Tom Walkinshaw was key to Jaguar’s return to racing in the 1980s, persuading the factory to take on a campaign in the European Touring Car Championship, with the XJS in ’82. He also convinced John Egan, the firm’s chairman, to allow TWR to create a Group C car from scratch, rather than develop the US-spec XJR-5.
He hired Tony Southgate, handing the F1 designer a brief to create a Kevlar-reinforced carbon-fibre monocoque that would form the basis of the XJR cars. For 1988, all five of the XJR-9s had been examined in a wind tunnel to ensure they’d reach 240mph. But reliability was a constant worry, especially the gearbox. Jan Lammers somehow managed to drag his car to victory jammed in fourth gear, but Brundle wasn’t so lucky, retiring with a cylinder-head failure.
When 1990 rolled around, bad luck almost haunted Brundle again. The XJR-12 he shared with David Leslie and Alain Ferté led but, at 07.00 on Sunday, a drive belt slipped off the water pump pulley and that was that. Except, it wasn’t.
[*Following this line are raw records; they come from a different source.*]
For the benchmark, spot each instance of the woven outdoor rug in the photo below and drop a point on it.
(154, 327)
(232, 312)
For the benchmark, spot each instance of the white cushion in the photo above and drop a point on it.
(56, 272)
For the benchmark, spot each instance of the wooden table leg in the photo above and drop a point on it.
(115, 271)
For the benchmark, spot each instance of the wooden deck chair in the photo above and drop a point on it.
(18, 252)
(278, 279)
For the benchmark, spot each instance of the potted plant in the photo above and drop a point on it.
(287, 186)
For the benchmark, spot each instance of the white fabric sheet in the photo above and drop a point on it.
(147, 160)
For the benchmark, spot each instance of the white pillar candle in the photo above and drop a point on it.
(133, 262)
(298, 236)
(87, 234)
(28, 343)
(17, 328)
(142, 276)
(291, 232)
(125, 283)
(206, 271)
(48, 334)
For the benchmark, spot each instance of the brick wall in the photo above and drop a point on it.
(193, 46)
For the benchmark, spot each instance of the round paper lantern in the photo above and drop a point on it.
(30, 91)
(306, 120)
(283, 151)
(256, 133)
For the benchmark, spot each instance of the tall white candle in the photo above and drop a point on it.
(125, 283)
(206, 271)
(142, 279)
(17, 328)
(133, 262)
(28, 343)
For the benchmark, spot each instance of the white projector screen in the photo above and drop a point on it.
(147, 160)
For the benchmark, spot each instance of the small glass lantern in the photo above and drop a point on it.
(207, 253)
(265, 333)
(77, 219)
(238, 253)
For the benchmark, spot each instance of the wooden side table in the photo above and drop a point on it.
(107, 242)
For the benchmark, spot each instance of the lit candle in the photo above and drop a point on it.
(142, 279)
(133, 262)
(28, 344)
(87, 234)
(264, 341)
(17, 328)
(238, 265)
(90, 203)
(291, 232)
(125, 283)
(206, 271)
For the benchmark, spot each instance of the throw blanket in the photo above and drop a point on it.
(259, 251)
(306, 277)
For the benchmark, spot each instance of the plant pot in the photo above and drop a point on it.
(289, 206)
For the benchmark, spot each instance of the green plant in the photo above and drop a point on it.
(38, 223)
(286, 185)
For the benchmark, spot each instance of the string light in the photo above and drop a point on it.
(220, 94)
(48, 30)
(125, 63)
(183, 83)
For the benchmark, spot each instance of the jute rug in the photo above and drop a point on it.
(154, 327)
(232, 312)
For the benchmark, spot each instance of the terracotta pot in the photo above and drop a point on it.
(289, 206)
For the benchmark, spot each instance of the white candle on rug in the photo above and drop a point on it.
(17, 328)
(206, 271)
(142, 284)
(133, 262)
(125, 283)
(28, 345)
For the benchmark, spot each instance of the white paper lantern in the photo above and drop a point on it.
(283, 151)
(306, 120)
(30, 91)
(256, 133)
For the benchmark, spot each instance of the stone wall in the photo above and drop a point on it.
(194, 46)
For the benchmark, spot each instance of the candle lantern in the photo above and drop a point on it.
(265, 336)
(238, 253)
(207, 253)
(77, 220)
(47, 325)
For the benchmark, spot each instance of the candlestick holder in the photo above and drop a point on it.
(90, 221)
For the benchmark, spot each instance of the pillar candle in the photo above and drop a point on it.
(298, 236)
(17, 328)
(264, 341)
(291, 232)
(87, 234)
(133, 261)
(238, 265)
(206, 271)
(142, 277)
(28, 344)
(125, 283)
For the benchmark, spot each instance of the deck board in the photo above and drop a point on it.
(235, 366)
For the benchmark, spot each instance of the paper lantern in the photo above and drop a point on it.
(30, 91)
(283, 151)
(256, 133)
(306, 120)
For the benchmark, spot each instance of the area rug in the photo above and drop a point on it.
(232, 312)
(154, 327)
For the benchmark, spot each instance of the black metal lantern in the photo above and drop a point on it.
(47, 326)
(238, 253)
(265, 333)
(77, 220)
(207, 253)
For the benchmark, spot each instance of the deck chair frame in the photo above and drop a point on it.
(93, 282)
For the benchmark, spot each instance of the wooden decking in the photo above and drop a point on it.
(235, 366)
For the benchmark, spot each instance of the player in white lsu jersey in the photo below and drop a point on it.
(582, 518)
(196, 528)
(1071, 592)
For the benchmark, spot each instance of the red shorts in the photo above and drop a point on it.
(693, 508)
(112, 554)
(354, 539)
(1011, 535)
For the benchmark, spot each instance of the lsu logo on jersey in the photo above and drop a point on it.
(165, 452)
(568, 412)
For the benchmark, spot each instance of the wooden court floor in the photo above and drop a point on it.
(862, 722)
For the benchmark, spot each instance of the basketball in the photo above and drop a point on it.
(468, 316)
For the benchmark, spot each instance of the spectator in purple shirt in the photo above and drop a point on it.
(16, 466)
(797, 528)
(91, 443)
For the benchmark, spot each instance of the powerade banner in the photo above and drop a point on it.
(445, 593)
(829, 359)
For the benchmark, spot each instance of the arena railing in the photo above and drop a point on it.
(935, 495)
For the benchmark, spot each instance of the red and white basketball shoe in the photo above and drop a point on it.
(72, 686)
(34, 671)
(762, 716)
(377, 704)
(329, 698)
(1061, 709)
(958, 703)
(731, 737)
Walkinshaw had made a pact with his star driver. The two had formed a close bond ever since an eager Martin wrote to Walkinshaw in 1979, asking for a drive in the BMW County Championship.
“Go like hell and we’ll try to break them. If yours breaks, I’ll swap cars”
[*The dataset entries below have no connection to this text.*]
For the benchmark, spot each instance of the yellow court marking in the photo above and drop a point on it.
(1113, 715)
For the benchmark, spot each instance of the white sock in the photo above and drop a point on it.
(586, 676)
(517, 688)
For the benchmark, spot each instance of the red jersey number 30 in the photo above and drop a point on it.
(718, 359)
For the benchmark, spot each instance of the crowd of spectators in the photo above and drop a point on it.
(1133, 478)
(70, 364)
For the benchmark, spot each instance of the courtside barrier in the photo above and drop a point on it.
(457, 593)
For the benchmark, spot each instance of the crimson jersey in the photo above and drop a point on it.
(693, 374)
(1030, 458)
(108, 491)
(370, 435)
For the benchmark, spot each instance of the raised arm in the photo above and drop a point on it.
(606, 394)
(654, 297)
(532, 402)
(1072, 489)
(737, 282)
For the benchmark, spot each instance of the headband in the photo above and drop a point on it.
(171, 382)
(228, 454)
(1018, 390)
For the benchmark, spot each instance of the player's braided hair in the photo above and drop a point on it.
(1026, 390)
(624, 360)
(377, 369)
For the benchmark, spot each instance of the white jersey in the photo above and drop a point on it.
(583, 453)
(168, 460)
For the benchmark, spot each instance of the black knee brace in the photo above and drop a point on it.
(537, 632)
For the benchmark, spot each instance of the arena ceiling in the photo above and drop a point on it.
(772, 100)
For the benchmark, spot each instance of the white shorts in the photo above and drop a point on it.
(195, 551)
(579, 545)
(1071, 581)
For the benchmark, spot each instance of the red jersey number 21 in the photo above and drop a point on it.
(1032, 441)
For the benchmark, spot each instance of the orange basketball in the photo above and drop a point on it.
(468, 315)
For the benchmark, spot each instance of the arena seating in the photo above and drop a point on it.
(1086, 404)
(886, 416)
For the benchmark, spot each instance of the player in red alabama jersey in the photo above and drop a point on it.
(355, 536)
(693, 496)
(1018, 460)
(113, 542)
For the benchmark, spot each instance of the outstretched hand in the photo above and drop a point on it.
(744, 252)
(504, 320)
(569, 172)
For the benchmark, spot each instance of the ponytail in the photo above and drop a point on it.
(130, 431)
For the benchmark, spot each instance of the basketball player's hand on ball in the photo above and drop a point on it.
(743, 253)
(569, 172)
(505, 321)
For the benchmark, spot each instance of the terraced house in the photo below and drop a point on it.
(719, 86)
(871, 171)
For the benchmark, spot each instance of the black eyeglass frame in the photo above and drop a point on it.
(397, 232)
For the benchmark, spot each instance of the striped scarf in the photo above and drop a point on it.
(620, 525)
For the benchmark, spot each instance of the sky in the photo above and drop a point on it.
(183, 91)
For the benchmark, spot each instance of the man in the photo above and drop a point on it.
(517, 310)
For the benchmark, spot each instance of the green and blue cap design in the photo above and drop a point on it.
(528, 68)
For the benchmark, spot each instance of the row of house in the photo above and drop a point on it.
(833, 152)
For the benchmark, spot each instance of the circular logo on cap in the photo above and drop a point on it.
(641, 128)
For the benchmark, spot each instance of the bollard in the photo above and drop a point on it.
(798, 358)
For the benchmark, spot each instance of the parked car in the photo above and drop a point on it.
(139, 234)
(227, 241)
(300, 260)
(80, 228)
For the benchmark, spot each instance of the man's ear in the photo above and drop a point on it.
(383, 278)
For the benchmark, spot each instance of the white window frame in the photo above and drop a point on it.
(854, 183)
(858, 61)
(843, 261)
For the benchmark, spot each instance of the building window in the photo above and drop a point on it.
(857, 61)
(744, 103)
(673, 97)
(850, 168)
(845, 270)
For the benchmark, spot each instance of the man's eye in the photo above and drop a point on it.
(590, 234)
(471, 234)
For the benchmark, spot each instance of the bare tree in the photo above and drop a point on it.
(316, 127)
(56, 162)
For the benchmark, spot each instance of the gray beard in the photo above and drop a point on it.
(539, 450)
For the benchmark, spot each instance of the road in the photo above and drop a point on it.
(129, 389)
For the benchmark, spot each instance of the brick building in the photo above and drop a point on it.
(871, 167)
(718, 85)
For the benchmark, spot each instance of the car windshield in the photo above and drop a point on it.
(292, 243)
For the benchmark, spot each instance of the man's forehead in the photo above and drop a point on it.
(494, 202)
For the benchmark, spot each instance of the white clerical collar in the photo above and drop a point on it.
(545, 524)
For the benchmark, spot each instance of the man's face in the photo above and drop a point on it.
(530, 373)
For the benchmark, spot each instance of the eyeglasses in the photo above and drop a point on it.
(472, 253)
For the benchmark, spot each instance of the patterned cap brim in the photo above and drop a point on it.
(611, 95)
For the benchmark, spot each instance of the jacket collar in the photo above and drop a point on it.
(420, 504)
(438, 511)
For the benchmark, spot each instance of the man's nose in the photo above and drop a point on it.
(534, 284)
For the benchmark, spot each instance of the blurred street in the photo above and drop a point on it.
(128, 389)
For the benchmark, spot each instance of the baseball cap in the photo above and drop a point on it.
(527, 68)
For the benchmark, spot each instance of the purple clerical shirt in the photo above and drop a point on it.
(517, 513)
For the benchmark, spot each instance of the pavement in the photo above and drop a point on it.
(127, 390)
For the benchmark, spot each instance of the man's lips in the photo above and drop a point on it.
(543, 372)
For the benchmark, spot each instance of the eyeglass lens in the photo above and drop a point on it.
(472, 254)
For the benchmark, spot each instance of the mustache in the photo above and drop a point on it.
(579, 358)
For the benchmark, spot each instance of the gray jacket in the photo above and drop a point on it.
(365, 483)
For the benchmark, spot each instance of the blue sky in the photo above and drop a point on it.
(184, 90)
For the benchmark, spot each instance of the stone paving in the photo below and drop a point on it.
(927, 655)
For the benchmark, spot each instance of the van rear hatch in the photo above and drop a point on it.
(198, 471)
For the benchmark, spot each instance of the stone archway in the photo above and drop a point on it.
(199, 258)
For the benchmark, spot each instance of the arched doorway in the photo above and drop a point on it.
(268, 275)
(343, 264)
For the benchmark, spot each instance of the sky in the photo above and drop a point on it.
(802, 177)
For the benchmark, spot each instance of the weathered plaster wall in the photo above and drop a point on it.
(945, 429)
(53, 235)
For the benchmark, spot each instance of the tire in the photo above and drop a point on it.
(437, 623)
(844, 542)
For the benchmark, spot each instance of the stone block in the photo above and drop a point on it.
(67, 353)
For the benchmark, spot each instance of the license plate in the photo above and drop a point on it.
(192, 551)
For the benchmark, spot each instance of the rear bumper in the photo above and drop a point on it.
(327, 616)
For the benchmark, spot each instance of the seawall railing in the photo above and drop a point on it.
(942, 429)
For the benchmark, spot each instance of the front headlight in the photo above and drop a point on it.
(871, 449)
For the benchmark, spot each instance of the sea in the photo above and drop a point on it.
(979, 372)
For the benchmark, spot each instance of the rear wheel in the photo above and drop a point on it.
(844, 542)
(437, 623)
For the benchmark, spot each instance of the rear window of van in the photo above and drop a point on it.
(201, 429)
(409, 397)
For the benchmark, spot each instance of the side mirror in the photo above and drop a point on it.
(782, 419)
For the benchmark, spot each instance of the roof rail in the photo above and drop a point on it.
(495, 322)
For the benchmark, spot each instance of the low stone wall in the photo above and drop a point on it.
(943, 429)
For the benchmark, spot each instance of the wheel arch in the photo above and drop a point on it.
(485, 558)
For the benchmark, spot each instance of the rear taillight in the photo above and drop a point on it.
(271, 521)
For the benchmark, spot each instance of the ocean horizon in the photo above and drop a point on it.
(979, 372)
“Tom’s plan was for us to drive flat out and draw the Porsches out,” says Brundle. “There were so many, so he was like, ‘You go like hell and we’ll try and break them.’ Then he said, ‘And if your car breaks, I’m gonna keep your spot in the other car’ which I think he forgot to mention to poor old Eliseo Salazar!
“I jumped in the other car, run by TWR USA. But that was missing a gear – fourth – and its front brakes had glazed over by that point, so it hadn’t got much in the way of retardation. But we got that to the end. I think by the finish I’d done a dozen hours of racing in total.
“The car was overheating. The radiator [in the nose] as you can imagine would get full of debris and rubber, and I’ll never forget Tom, with a bucket of water, throwing the water through from the other side of the rad to try and clear it. So then steam would just envelop you.”
The first and second Jaguars could barely cross the finish line before being swarmed by many of the 50,000 Brits who’d come to see their home team show the rest of the world how it was done. All you could hear were tens of thousands of fans singing the national anthem at the top of their voices.
“There was one guy,” recalls Martin, laughing, “who was wearing a Union Flag and, apparently, nothing else. Every time we came past, he waved the Union Flag. I’m pleased to say I didn’t see him! They were glorious times, and we had the history of the C-type and the D-type behind us. And in 1988 Jaguar had knocked Porsche from the top spot after six or seven years of dominance.”